In this study, we analyzed a 6-year clinical data set of SFTS patients from Wuhan Union Hospital to identify factors for IPA in SFTS patients and to evaluate its impact on outcome, providing prognostic evidence for early diagnosis and timely treatment.

Materials and methods

Study population

The complete medical records of adult patients with confirmed SFTS, hospitalized between 1 January 2017 and 31 December 2022 in the Department of Infectious Diseases at Wuhan Union Hospital, were included in this study, with anonymity being guaranteed. The SFTS individuals included in the study must have met a minimum of one of the following criteria: (a) the positive detection of SFTSV RNA in the patient’s serum; (b) the detection of IgM against SFTSV or a four-fold increase of serum IgG against SFTSV during the convalescent phase; and (c) the detection of SFTSV genome by next-generation sequencing (Seo et al., 2021).

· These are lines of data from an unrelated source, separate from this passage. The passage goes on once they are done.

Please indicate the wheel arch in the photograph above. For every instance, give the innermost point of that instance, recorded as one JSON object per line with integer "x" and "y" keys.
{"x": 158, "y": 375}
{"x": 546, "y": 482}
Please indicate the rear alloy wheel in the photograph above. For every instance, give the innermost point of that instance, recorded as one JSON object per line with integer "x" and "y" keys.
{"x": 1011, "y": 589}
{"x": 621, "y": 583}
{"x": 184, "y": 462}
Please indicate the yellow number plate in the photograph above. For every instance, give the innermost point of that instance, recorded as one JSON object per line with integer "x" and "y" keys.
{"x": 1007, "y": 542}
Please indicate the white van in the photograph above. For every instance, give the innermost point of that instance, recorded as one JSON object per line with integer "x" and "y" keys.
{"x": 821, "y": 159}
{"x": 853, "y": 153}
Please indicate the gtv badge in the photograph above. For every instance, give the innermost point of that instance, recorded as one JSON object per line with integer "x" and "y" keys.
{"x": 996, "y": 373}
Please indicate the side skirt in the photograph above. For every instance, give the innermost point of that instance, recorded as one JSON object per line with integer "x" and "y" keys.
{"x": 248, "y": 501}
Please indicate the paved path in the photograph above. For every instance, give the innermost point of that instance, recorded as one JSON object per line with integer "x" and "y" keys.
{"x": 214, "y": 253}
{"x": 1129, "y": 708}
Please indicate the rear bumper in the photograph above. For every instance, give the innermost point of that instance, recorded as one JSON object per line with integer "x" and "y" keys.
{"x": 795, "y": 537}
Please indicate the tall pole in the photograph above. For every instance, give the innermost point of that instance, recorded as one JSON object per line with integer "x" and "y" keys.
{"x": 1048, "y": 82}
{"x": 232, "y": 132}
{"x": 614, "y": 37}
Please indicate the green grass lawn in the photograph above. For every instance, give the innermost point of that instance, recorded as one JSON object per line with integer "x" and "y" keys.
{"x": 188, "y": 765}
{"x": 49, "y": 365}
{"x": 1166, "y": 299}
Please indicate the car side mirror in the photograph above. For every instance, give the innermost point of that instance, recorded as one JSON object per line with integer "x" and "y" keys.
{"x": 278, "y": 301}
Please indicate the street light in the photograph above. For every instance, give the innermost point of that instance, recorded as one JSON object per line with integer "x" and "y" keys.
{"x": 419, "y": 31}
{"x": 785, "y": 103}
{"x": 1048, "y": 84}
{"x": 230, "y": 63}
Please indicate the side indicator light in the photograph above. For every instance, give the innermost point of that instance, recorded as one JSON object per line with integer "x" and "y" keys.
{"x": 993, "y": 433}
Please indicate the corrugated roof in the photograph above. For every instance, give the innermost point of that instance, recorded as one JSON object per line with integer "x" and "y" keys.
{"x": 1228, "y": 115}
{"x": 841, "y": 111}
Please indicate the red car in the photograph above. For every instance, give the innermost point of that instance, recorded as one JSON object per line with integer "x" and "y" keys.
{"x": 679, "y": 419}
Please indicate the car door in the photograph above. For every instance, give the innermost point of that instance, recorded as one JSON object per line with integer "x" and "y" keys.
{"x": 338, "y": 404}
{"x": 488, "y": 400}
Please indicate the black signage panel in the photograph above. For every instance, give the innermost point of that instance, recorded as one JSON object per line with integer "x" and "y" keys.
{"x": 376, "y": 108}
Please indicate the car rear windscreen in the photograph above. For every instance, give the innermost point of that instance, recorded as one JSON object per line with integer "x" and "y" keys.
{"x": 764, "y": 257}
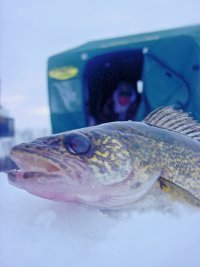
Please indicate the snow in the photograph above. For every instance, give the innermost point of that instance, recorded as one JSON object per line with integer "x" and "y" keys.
{"x": 37, "y": 232}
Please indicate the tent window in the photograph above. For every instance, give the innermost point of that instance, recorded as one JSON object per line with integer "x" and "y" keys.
{"x": 103, "y": 73}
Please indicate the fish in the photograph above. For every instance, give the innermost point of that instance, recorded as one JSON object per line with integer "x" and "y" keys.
{"x": 116, "y": 164}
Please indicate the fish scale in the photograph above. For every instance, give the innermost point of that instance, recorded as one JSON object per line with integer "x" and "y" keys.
{"x": 115, "y": 164}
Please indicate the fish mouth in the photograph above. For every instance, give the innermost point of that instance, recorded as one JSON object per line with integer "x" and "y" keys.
{"x": 31, "y": 165}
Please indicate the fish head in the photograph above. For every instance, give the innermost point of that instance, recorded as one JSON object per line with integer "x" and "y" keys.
{"x": 92, "y": 165}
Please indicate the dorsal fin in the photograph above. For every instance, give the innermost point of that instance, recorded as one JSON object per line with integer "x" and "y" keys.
{"x": 174, "y": 120}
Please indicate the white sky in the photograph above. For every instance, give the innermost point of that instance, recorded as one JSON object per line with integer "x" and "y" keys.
{"x": 31, "y": 31}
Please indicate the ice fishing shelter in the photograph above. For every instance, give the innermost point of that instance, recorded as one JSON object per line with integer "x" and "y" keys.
{"x": 164, "y": 66}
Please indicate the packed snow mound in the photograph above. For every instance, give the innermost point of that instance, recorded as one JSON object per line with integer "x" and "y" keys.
{"x": 37, "y": 232}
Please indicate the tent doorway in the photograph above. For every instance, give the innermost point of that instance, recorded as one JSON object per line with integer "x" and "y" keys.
{"x": 103, "y": 73}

Exclusion criteria were patients who (a) were immunosuppressed or complicated with IPA before the infection of SFTSV; (b) had acute or active viral coinfections besides SFTSV; (c) were discharged within 48 h after admission; or (d) did not have chest computed tomography (CT) images and a galactomannan (GM) test. The following data were recorded: demographic characteristics, comorbidities, initial symptoms and clinical signs, biological and microbiological parameters, radiography findings, course during hospitalization, treatments, and prognosis. The study was approved by the human ethics committee of Tongji Medical College (2023-S093). Although written consent by patients was waived by the ethics committee due to the retrospective nature of the study, all data were anonymized to protect the personal information of the patients.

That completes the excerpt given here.